There may be something extra lurking in your morning cup of joe, and it’s not fairy dust. A new report reveals that due to recent coffee shortages, producers may be turning to finely ground fillers such as wood, husks, whole coffee berries, and even clumps of earth to compensate for the lost beans.

Once roasted and ground, these fillers resemble coffee, which makes it difficult to visually confirm a coffee blend’s contents. Even more troubling, ”normal people can’t taste [the difference],” research team leader Suzana Lucy Nixdorf told us via email.

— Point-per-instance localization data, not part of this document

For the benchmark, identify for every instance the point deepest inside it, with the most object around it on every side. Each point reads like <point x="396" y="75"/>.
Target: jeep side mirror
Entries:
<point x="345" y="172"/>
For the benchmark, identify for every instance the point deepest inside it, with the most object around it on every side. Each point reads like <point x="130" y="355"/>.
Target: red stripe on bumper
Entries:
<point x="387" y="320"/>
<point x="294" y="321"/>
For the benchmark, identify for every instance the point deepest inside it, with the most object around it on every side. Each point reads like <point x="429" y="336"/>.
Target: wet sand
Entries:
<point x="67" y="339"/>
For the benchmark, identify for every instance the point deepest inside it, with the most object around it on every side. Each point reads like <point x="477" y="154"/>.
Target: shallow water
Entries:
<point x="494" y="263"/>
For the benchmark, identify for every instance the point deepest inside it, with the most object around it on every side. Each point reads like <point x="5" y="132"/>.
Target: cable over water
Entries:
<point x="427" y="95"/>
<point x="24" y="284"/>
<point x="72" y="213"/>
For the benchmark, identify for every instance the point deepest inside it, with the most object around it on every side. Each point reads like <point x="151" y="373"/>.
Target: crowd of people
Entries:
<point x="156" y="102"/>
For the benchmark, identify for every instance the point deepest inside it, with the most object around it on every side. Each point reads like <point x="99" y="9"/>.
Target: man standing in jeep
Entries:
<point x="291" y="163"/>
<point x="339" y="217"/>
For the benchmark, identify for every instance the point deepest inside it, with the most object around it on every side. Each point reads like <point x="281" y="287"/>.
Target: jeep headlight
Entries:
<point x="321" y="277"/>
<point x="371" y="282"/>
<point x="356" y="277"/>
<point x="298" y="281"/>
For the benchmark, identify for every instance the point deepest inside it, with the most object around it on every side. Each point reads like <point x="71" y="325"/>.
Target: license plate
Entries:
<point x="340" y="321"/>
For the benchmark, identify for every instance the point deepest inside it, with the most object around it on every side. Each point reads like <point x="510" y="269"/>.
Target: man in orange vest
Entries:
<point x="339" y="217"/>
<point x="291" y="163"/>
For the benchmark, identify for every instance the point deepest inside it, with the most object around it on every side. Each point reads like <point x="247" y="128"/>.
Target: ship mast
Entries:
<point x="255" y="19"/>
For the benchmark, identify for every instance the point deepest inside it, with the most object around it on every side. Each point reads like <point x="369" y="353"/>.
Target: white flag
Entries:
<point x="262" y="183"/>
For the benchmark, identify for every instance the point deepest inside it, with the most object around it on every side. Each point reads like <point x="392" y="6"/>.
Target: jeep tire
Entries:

Other common filler ingredients (detailed in the graphic below) include wheat, soybeans, and corn, the taste of which are even more difficult to detect. “Corn is very common because it tastes sweet, and people don’t perceive the added sugar. The same [goes] for brown sugar,” Nixdorf emailed. ”That is why we need a method [that’s] very sensible and not subjective [to determine] if the coffee is pure or not.”

Nixdorf has, in fact, developed such a method. In a press release, she said that the test, which relies on statistical tools and lab techniques, can correctly determine whether or not a coffee sample is pure 95 percent of the time. She’ll present her report at the American Chemical Society annual meeting in San Francisco.

"I hope the [coffee] industry will [use] this method to really guarantee quality without using fillers," Nixdorf wrote to us. Fingers crossed, dirt-infused coffee won’t ever become the norm.

Of course, if you’re worried, there’s always tea.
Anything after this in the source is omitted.